Friday, December 16, 2016

Was Delayed Intercontinental Seas' Euxinia A Vital for Eukaryotes to Survive During the Statherian PaleoProterozoic?


Spinks et al


Increased flux of sulfate to the oceans in the aftermath of the Great Oxidation Event (GOE) ∼2.4 billion years ago (Ga) caused major changes in seawater chemistry, which eventually contributed to the cessation of iron formation deposition ∼1.8 Ga. It is generally accepted that this engendered heterogeneous stratified redox conditions, with anoxic and sulfidic (euxinic) conditions in shallow open-marine environments and anoxic ferruginous conditions in deeper environments. However, the redox evolution of intracontinental marine basins following the cessation of iron formation deposition remains poorly understood.
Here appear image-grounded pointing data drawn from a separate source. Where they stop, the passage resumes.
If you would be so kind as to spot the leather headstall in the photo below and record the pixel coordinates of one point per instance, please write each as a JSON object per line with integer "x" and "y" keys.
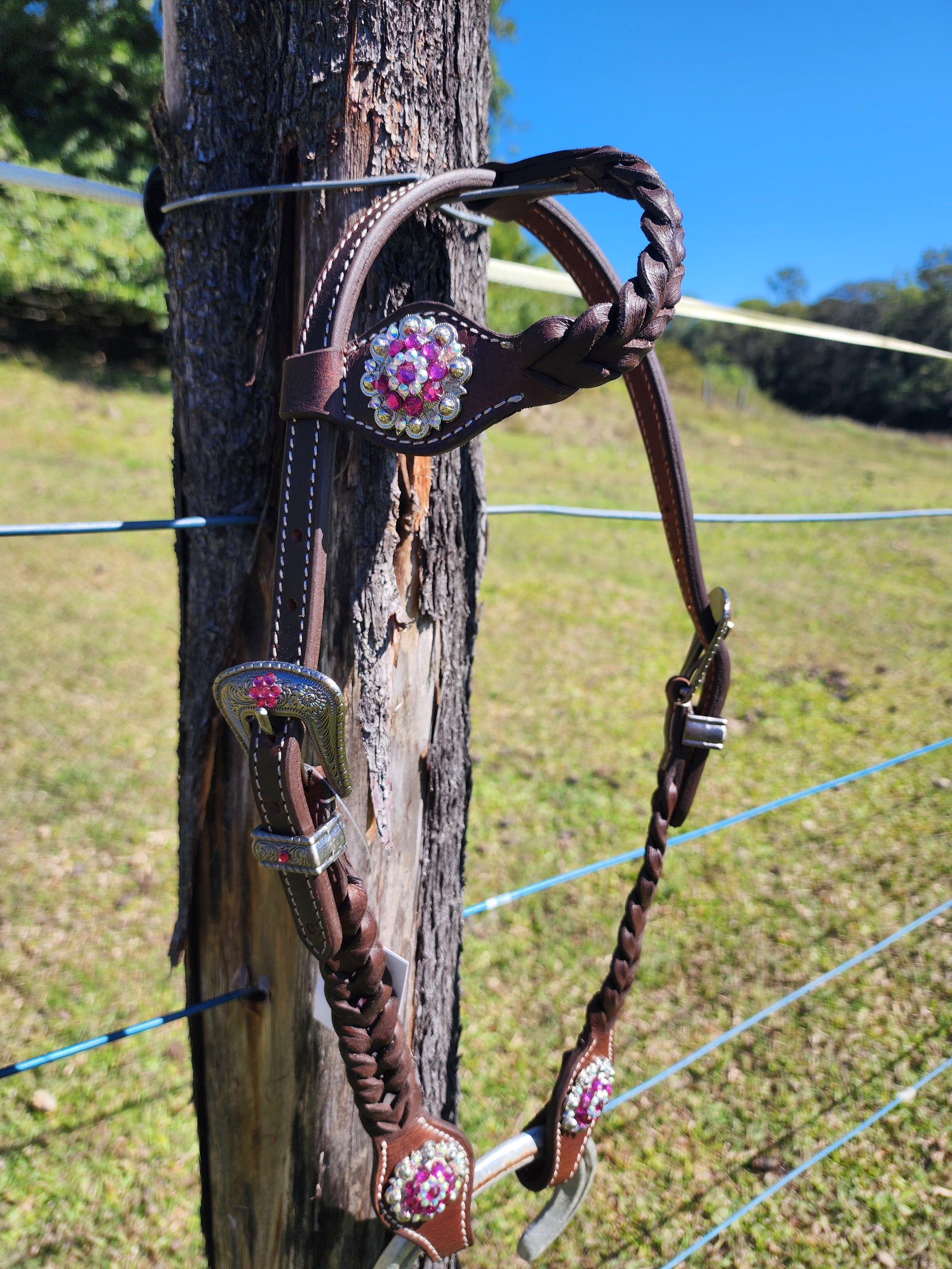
{"x": 423, "y": 381}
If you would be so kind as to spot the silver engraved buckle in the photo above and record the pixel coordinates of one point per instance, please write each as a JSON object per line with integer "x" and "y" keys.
{"x": 312, "y": 856}
{"x": 705, "y": 732}
{"x": 259, "y": 690}
{"x": 698, "y": 659}
{"x": 700, "y": 730}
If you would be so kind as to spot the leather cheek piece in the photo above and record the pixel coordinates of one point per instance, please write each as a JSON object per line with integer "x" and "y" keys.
{"x": 328, "y": 382}
{"x": 563, "y": 1151}
{"x": 448, "y": 1231}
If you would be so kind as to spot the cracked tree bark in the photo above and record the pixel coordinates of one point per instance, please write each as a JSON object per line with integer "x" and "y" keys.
{"x": 256, "y": 94}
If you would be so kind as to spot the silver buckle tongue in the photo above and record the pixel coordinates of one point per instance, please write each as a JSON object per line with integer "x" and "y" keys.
{"x": 700, "y": 730}
{"x": 258, "y": 690}
{"x": 698, "y": 659}
{"x": 310, "y": 856}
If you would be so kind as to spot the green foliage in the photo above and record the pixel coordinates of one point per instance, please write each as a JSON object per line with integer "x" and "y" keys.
{"x": 75, "y": 270}
{"x": 501, "y": 27}
{"x": 894, "y": 389}
{"x": 79, "y": 78}
{"x": 582, "y": 625}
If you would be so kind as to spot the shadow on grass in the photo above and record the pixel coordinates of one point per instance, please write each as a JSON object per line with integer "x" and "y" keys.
{"x": 68, "y": 1128}
{"x": 690, "y": 1206}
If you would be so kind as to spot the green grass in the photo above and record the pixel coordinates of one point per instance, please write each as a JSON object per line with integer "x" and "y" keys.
{"x": 842, "y": 654}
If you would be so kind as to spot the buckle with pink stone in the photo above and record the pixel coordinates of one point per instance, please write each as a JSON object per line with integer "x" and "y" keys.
{"x": 422, "y": 1184}
{"x": 254, "y": 691}
{"x": 309, "y": 856}
{"x": 587, "y": 1098}
{"x": 415, "y": 376}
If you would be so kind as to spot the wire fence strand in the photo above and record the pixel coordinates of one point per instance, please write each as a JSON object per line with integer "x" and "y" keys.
{"x": 83, "y": 1046}
{"x": 535, "y": 887}
{"x": 903, "y": 1098}
{"x": 784, "y": 1003}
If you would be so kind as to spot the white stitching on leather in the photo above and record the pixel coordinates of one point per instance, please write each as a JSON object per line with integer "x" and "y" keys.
{"x": 281, "y": 781}
{"x": 442, "y": 436}
{"x": 283, "y": 540}
{"x": 308, "y": 943}
{"x": 578, "y": 1067}
{"x": 310, "y": 536}
{"x": 262, "y": 806}
{"x": 381, "y": 206}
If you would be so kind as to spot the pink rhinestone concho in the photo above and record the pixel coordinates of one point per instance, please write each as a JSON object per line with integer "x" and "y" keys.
{"x": 585, "y": 1099}
{"x": 426, "y": 1182}
{"x": 264, "y": 691}
{"x": 415, "y": 376}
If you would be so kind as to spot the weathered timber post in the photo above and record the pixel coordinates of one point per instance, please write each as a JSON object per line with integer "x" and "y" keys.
{"x": 257, "y": 94}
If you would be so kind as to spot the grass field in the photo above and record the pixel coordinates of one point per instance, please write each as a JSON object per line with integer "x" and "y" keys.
{"x": 842, "y": 658}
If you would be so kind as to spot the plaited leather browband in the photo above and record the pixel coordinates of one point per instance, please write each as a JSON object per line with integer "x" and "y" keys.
{"x": 425, "y": 381}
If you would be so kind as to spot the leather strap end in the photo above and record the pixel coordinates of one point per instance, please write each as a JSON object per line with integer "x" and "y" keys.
{"x": 310, "y": 381}
{"x": 577, "y": 1099}
{"x": 440, "y": 1151}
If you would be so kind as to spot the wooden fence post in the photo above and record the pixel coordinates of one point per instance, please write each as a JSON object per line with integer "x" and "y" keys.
{"x": 258, "y": 94}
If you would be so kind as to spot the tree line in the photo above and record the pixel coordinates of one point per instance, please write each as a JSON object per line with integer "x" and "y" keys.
{"x": 895, "y": 390}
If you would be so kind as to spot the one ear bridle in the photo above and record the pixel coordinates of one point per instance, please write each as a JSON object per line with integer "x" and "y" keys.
{"x": 426, "y": 381}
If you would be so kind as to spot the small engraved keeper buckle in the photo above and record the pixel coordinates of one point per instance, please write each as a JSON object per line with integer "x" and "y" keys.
{"x": 310, "y": 856}
{"x": 700, "y": 730}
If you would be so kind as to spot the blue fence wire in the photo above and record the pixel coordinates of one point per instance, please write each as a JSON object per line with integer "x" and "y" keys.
{"x": 725, "y": 1037}
{"x": 597, "y": 513}
{"x": 903, "y": 1098}
{"x": 184, "y": 522}
{"x": 58, "y": 1055}
{"x": 511, "y": 896}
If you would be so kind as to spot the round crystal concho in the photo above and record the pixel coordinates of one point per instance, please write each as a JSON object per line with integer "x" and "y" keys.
{"x": 415, "y": 376}
{"x": 425, "y": 1182}
{"x": 587, "y": 1098}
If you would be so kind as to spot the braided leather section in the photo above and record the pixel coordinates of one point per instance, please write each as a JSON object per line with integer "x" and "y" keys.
{"x": 380, "y": 1067}
{"x": 608, "y": 338}
{"x": 677, "y": 762}
{"x": 679, "y": 766}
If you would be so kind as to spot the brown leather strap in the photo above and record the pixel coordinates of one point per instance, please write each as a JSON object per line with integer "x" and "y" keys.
{"x": 323, "y": 388}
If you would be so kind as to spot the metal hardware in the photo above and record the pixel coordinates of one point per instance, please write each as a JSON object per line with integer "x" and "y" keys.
{"x": 563, "y": 1206}
{"x": 312, "y": 856}
{"x": 704, "y": 732}
{"x": 493, "y": 1166}
{"x": 301, "y": 693}
{"x": 700, "y": 658}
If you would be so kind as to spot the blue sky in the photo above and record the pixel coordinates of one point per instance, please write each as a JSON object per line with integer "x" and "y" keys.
{"x": 815, "y": 135}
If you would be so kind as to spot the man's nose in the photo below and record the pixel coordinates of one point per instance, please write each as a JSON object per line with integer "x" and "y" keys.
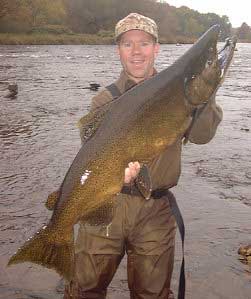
{"x": 136, "y": 48}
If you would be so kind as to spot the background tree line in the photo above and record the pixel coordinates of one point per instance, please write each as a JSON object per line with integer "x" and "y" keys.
{"x": 100, "y": 16}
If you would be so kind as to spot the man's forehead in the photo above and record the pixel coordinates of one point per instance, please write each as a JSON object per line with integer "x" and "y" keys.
{"x": 136, "y": 35}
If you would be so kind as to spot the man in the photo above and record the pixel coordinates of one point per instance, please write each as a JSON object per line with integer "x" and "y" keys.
{"x": 144, "y": 229}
Here, we report contrasting paleoredox conditions in two shale units of the lower McArthur Basin, northern Australia, soon after the cessation of iron formation deposition ∼1.84 Ga. Our data shows that the ∼1.78 Ga McDermott Formation was deposited in a sulfur-limited, anoxic shallow-marine environment, whereas the younger ∼1.73 Ga Wollogorang Formation was deposited in a euxinic shallow-marine environment. This implies a delay in the development of euxinia in a shallow intracontinental basin following the onset of euxinia in the open marine realm. Since bioessential metals are sequestered by pyrite deposition under euxinic conditions, protracted low-sulfidic conditions in 1.78 Ga intracontinental shallow environments could have provided vital niches for nitrogen-fixing prokaryotes and eukaryotes. Thus the ability for localized Paleoproterozoic intracontinental basins to remain non-euxinic after the onset of euxinia in shallow open-marine shelves highlights the importance of intracontinental environments to the evolution and diversification of microbial life, perhaps throughout the wider Proterozoic.